Tableau will continue to be used in Enterprise and in large government. Power BI will eat some of that market share (you might've witnessed this at your compay already). It'll be further moved into an "add-on" role for Salesforce instead of a standalone product.

SMBs will seek other solutions that are more flexible, easier to use, or cheaper. Salesforce won't care too much about this as they'll be focused on the larger accounts.

If you're a Tableau developer, your opportunities will be there, but will look more and more like a Qlik developer's opportunities.

The "good times" in the community have ended. #Datafam will become more like other incumbent communities. The magic is no longer there and that's ok. Nothing lasts forever.
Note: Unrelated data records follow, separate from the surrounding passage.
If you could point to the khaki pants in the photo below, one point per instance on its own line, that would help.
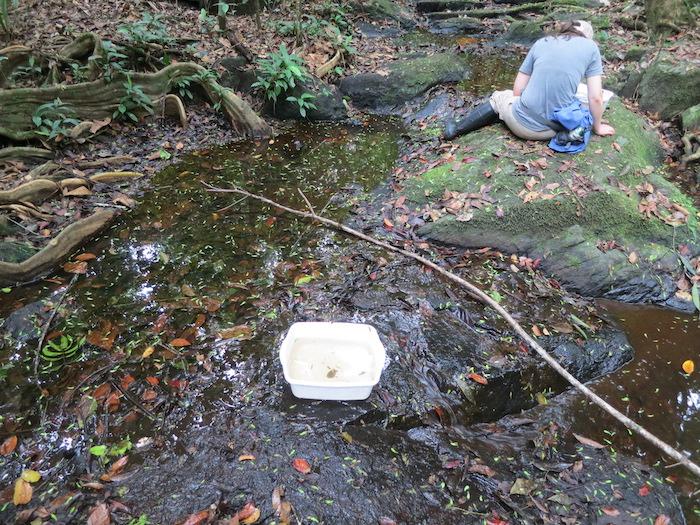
(502, 103)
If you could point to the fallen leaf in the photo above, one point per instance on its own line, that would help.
(99, 515)
(522, 486)
(23, 492)
(197, 518)
(478, 378)
(8, 446)
(482, 469)
(240, 332)
(301, 465)
(588, 441)
(79, 267)
(30, 476)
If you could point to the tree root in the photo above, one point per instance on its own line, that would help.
(34, 191)
(58, 248)
(98, 100)
(24, 153)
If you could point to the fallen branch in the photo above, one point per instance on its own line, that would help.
(326, 68)
(33, 191)
(484, 298)
(56, 250)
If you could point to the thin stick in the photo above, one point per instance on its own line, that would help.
(47, 326)
(476, 292)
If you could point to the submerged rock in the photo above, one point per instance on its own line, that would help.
(606, 222)
(403, 80)
(669, 86)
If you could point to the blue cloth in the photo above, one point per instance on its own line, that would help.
(571, 117)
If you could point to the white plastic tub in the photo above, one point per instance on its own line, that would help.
(334, 361)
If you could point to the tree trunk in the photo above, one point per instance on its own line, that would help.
(667, 16)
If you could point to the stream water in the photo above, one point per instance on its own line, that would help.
(224, 274)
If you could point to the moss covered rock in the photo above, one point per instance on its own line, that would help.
(669, 86)
(602, 221)
(403, 80)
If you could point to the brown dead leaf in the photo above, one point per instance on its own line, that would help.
(79, 267)
(301, 465)
(103, 336)
(484, 470)
(8, 446)
(241, 332)
(587, 441)
(23, 492)
(478, 378)
(99, 515)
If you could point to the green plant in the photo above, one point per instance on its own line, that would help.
(149, 30)
(134, 99)
(304, 102)
(62, 351)
(279, 73)
(54, 119)
(5, 13)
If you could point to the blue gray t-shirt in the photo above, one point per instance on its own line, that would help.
(556, 66)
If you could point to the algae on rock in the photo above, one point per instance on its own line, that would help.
(584, 219)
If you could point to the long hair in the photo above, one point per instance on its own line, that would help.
(567, 29)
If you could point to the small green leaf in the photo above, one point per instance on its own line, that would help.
(98, 450)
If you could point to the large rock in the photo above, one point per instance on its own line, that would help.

This article is written by Dan Saavedra, Founder of MergeYourData.com. Identify your most profitable customer segment and double down on growing what works.
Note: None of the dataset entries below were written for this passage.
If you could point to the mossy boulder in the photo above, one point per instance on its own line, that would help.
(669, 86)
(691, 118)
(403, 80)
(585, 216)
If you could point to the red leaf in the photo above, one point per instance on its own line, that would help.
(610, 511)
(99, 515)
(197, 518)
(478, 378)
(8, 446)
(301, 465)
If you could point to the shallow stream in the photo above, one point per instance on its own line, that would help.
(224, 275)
Some interesting comments I've received on social media about this article:

  • "Our renewal got Shanghaied by an extremely greedy and over zealous sales rep who injected himself between us and our renewals reps, and wanted to turn a sub $80k renewal into damn near $200k this year and $300k next.Needless to say it got nowhere fast and, by the time he gave up and threw us “back” to renewals, the damage had been done.We elected to do what they thought was unthinkable and we just walked away." - MissTake on Hacker News
  • "The place I work at uses Tableau, and it is thriving there. If it was up to me though, we'd move to some open source BI tool - but in the end, we're paying for Tableau for three reasons:1) Premium (24/7) support if needed.2) In-house tableau consultants.3) Too many production reports have already been written in Tableau.With that said, I've experienced some frustration with Tableau. Want writeback combability? That'll be thousands (if not tens of thousands) of dollars per year in additional license fees.Want some other feature, same deal.With that said, the licenses have grown so much in the past few years that our stakeholders have started asking around for analysts to check out competitors and OS tools." - TrackerFF on Hacker News

What is the Future of Tableau? Is It Dead? (2024)
Top Articles
Latest Posts
Article information

Author: Eusebia Nader

Last Updated:

Views: 5860

Rating: 5 / 5 (60 voted)

Reviews: 91% of readers found this page helpful

Author information

Name: Eusebia Nader

Birthday: 1994-11-11

Address: Apt. 721 977 Ebert Meadows, Jereville, GA 73618-6603

Phone: +2316203969400

Job: International Farming Consultant

Hobby: Reading, Photography, Shooting, Singing, Magic, Kayaking, Mushroom hunting

Introduction: My name is Eusebia Nader, I am a encouraging, brainy, lively, nice, famous, healthy, clever person who loves writing and wants to share my knowledge and understanding with you.